As Fiona Glenanne, an Irish expat with ties to the IRA, Anwar is more comfortable with a gun in her hand than a purse. She advises using a golf club rather than a bat for beating up on gangsters because they can be made to move faster.
It’s a bit of a departure for Anwar, who broke out in Scent of a Woman, which also starred Al Pacino and Chris O’Donnell, but the actress seems to relish her role as a tough, no-nonsense woman.
Burn Notice, which has been picked up for a third season of 16 episodes on USA, stars Jeffrey Donovan as Michael Westen, a former operative who has been functionally exiled in Miami and is trying to figure out who burned his career. Fiona Glenanne is a former girlfriend whom Westen came to know while on assignment in Ireland.
The specifics of the relationship between Michael and Fiona are ever vague, but the sexual and emotional tension between the two is palpable.
The third wheel is Sam Axe, played by Bruce Campbell, formerly a Navy Seal.
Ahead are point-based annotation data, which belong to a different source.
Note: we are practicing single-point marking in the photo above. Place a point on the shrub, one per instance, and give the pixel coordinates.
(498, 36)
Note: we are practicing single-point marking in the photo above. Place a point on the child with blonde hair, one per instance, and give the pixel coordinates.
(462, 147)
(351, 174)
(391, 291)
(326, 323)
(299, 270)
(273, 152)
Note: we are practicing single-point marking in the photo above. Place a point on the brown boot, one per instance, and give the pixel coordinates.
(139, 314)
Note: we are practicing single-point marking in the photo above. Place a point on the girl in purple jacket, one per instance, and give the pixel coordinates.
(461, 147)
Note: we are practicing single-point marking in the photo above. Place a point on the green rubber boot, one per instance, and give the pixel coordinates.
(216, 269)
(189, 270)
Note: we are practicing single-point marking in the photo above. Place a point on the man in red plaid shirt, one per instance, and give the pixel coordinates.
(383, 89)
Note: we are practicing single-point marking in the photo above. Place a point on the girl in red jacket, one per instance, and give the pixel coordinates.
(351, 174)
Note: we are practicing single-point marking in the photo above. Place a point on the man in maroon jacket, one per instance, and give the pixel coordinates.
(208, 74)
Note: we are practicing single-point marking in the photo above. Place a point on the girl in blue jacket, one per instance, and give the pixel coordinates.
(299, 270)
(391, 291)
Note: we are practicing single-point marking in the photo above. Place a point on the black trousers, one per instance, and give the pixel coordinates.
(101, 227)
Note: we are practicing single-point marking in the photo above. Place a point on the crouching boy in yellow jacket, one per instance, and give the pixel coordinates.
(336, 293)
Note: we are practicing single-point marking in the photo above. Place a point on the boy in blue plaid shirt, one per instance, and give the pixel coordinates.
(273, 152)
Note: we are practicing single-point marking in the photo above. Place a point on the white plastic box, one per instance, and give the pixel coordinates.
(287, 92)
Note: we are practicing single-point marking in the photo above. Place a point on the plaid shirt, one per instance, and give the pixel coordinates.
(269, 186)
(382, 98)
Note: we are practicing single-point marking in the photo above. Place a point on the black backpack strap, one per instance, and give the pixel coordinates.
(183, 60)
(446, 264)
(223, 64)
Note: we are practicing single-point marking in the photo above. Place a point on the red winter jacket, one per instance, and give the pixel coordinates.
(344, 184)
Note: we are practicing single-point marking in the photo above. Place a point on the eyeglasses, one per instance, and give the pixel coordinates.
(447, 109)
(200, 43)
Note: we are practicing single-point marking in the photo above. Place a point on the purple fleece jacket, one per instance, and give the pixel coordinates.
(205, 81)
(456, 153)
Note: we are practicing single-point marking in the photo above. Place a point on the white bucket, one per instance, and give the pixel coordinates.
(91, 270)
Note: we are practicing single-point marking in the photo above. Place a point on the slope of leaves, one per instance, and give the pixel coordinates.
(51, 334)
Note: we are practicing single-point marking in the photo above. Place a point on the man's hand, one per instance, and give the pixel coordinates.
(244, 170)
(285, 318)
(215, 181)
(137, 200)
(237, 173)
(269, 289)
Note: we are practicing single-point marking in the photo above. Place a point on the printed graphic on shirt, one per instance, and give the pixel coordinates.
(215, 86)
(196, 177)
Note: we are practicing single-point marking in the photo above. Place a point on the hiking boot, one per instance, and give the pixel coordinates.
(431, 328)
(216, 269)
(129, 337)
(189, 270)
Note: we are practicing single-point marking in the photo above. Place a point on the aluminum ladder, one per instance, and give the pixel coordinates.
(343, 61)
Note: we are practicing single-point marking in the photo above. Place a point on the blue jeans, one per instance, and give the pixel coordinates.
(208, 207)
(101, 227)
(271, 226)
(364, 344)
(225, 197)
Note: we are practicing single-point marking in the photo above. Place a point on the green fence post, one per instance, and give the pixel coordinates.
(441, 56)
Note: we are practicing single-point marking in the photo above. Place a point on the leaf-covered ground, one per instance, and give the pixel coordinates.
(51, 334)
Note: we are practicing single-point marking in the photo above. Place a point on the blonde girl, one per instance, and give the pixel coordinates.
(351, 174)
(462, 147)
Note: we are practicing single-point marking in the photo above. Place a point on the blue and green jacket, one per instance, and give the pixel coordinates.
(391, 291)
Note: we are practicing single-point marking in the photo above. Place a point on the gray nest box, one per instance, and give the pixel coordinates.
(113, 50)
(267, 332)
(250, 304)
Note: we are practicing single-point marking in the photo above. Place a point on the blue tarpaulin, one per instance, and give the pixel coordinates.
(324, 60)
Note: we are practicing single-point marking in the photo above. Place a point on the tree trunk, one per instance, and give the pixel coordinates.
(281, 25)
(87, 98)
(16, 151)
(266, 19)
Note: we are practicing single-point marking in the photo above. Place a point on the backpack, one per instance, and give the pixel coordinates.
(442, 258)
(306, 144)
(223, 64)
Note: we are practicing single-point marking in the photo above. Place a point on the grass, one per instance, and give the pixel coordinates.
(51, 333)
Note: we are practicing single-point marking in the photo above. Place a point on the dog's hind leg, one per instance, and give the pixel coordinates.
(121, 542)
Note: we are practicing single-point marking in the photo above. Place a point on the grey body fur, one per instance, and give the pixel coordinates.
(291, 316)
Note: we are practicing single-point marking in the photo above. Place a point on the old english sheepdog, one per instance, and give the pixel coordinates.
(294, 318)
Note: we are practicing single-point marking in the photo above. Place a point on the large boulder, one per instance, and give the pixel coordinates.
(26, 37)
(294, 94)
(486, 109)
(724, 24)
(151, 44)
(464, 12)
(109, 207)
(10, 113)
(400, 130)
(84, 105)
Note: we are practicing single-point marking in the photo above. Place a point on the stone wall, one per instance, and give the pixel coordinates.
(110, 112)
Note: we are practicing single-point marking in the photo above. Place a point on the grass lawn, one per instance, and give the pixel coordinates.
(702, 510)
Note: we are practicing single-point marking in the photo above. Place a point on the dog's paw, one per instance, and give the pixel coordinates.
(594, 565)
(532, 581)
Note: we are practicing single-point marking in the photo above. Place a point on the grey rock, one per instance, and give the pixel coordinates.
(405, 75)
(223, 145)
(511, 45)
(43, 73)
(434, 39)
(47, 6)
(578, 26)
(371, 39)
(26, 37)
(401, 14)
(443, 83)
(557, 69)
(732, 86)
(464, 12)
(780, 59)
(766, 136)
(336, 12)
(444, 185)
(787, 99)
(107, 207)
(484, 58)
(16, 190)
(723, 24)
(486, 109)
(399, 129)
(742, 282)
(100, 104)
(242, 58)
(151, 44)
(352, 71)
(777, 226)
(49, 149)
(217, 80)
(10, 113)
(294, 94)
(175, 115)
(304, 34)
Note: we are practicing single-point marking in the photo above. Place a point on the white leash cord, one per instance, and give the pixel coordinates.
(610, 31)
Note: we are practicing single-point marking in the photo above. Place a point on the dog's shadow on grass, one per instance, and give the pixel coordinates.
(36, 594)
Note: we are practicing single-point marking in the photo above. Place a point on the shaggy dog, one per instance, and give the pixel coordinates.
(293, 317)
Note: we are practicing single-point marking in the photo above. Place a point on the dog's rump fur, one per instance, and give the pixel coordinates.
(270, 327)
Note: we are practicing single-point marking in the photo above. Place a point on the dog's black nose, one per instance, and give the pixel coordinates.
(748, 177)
Together, the trio work to help the little people who have been taken advantage of, all the while trying to help Michael restore his reputation.
A brief excerpt:
...Question: When we talk to a lot of actors and actresses they sometimes are fearful of couples getting together or not getting together, thinking about what ramifications it might have on the length or the life of the series. Do you want to see them get together? Do you want to see them stay apart? How do you want to see this relationship play out?
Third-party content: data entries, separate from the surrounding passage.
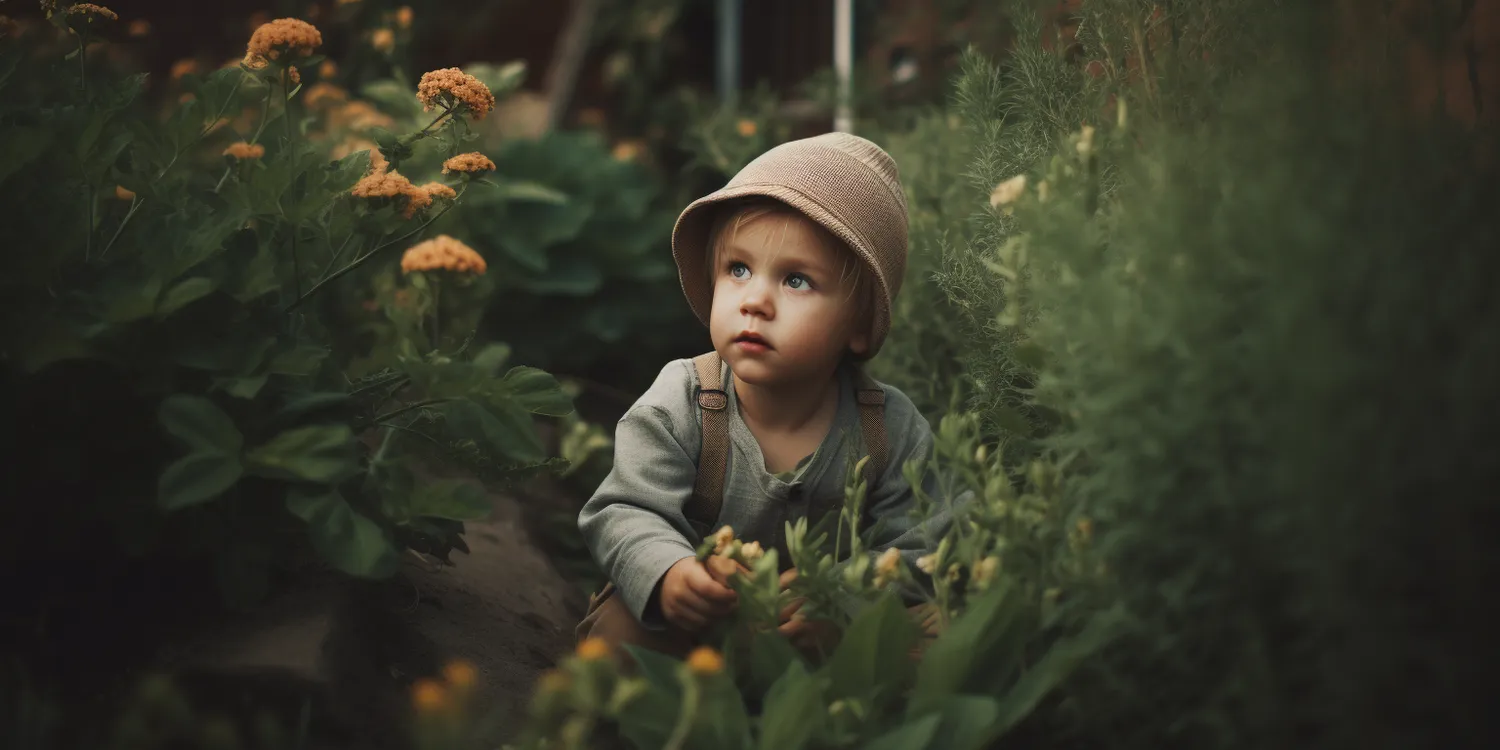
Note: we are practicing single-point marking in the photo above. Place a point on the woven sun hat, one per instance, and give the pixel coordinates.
(843, 182)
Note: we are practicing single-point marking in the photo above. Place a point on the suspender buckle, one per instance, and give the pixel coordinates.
(714, 399)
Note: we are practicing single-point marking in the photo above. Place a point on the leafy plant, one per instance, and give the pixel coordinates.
(194, 287)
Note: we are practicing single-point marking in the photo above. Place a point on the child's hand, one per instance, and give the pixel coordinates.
(692, 597)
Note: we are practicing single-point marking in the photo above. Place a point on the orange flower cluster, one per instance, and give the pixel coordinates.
(450, 86)
(396, 186)
(468, 162)
(281, 35)
(245, 150)
(443, 252)
(440, 191)
(92, 9)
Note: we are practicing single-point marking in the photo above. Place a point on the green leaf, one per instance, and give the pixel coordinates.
(197, 477)
(537, 392)
(873, 656)
(966, 722)
(345, 537)
(528, 192)
(912, 735)
(201, 425)
(987, 639)
(794, 710)
(245, 387)
(453, 500)
(503, 426)
(321, 453)
(299, 360)
(183, 293)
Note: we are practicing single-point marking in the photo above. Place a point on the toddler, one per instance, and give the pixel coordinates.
(792, 266)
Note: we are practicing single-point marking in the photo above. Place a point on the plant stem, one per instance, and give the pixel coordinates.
(410, 407)
(135, 204)
(365, 258)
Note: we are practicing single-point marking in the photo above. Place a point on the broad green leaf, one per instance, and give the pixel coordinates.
(452, 500)
(528, 192)
(315, 453)
(183, 293)
(875, 653)
(345, 537)
(912, 735)
(794, 710)
(537, 392)
(197, 477)
(20, 146)
(504, 428)
(969, 647)
(201, 425)
(966, 722)
(246, 387)
(300, 360)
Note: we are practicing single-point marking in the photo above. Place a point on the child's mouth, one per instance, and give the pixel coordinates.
(752, 342)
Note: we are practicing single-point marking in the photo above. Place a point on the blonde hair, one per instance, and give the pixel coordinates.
(740, 213)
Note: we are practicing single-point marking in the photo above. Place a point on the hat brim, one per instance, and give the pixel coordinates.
(695, 224)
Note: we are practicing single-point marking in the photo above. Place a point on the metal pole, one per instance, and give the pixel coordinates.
(843, 63)
(728, 50)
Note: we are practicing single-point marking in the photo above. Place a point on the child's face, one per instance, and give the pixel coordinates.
(783, 311)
Gabrielle Anwar: I have to agree. I think there’s a certain amount of tension that is inevitable when a relationship isn’t really predictable. Obviously, Michael and Fiona have consummated their affection for one another. I think that the likelihood of their hooking up in a conventional manner with an engagement or a marriage or something, it’s just not in their cards. I don’t think it would appeal to either of them actually. They’re out of the box.
So I don’t think that would be an issue as far as . . . just not have any kind of predictability. I find that much more intriguing. When you start taking someone for granted in real life or in make-believe it loses a sense of passion, particularly in my eyes.